Perhaps your central character is so angry that he sets aside the fear. Perhaps your character is protecting a loved one so she ignores her slight stature and lack of real training and proceeds to overcome a larger opponent. The actual punching and kicking should be secondary. You must guide the reader into inhabiting your character’s feelings and motivations about the hostile encounter.

You Need Not Describe Every Grunt

We all know the standard refrain for new writers: show don’t tell. In a fight scene, the author can “tell” the reader a great deal about his characters by simply “showing” how they fight. In this scene from my book, Point and Shoot, I wanted to paint a portrait of how an older man named, Grandfather, would overcome two younger, stronger ones, whom I call White Shirt and Pony Tail, by utilizing the internal aspects of the martial arts.

"Management. We had a complaint from one of the other guests about noise."

"We're leaving," he replied. "Give us ten minutes to clean up."

"I can't hear you, sir."

White Shirt leaned into the door. "I said we're leaving."

Suddenly the door exploded off its hinges, smashing directly into him. He arced across the room.

I had so rarely seen Grandfather let loose to maximum effect in these last years. When he did, it looked nothing like what Bette and I would do, none of those solid and crisp Kempo Karate combinations he had taught me so long ago, drawn from the basic system.
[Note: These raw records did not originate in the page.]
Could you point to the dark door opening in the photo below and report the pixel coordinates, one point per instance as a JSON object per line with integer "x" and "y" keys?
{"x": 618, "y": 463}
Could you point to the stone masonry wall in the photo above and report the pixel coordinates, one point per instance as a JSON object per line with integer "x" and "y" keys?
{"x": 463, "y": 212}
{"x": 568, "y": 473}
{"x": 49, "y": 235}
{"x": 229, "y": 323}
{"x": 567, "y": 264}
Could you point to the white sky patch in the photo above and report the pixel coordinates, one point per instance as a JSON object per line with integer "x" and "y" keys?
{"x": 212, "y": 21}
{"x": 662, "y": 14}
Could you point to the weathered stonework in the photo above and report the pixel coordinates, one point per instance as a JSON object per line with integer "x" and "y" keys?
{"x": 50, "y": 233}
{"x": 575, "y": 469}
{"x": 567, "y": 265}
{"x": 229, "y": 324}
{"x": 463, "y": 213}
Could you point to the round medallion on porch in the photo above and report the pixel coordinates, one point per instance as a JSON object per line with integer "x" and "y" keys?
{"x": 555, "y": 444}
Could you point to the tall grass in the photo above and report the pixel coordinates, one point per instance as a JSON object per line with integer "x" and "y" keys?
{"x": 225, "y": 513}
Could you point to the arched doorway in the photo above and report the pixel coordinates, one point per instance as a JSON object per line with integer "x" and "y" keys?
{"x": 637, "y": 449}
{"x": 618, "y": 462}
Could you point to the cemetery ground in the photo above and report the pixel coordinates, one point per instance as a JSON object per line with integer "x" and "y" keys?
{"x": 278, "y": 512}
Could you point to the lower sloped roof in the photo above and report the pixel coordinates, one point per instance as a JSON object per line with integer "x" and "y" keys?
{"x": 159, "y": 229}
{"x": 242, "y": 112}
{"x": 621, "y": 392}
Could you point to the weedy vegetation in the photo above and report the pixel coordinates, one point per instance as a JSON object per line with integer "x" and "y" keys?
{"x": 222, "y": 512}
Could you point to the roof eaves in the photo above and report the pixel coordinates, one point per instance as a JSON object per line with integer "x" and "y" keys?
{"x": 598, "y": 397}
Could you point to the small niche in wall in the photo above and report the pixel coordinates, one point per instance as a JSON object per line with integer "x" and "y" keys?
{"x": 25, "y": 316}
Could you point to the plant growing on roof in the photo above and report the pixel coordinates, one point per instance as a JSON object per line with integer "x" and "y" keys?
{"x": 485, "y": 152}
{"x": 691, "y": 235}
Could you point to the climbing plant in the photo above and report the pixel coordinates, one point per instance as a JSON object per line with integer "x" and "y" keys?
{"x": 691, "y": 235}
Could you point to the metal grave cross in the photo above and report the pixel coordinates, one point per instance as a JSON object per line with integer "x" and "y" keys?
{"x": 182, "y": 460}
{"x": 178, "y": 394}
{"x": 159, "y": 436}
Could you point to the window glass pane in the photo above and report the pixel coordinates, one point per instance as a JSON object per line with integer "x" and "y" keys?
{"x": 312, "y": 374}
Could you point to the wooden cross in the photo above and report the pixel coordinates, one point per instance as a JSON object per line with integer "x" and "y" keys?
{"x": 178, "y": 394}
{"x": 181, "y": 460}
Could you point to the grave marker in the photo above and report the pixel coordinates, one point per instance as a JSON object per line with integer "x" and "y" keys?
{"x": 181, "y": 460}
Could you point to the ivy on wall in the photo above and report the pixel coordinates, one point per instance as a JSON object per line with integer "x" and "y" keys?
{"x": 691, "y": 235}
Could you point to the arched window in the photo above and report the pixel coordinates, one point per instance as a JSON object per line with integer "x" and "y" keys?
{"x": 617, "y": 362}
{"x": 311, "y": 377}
His movements were now hidden and obscure.

And unstoppable.

He calmly stepped inside the room. Pony Tail leveled his gun, taking aim from the other side. Grandfather ran his hand in a large arc from head to waist. It looked like he was fanning the air. Pony Tail shouted in pain and fell backward, dropping the gun.

Grandfather approached him without haste. Pony Tail righted himself and scrambled to pick up the gun again.

Still far away from him, Grandfather clapped his hands together, and twisted his palms outward. The younger man smashed against the far wall, caught in a wave of energy. That gave Grandfather the time he needed to reach him. He placed his fingers gently on Pony Tail’s gun hand. The weapon immediately dropped to the floor once more. Then he lightly tapped the center of Pony Tail’s chest. The younger man collapsed to the ground, unconscious.

By now, White Shirt had pulled himself back together. He had his gun aimed.

Without touching him, Grandfather made a short, blunt movement which I did not recognize. White Shirt grimaced and dropped the gun, holding his hands to his temples. There was another blunt movement, this one emanating from a twist in Grandfather’s hip, something akin to a bump and grind.

White Shirt also collapsed to the ground.

Conclusion

Fight scenes should be viewed as opportunities to develop characterization and introduce emotional content to the story. To do so, the author must present a both physically and mentally authentic description of the encounter. Now, go out there and have your characters kick some ass.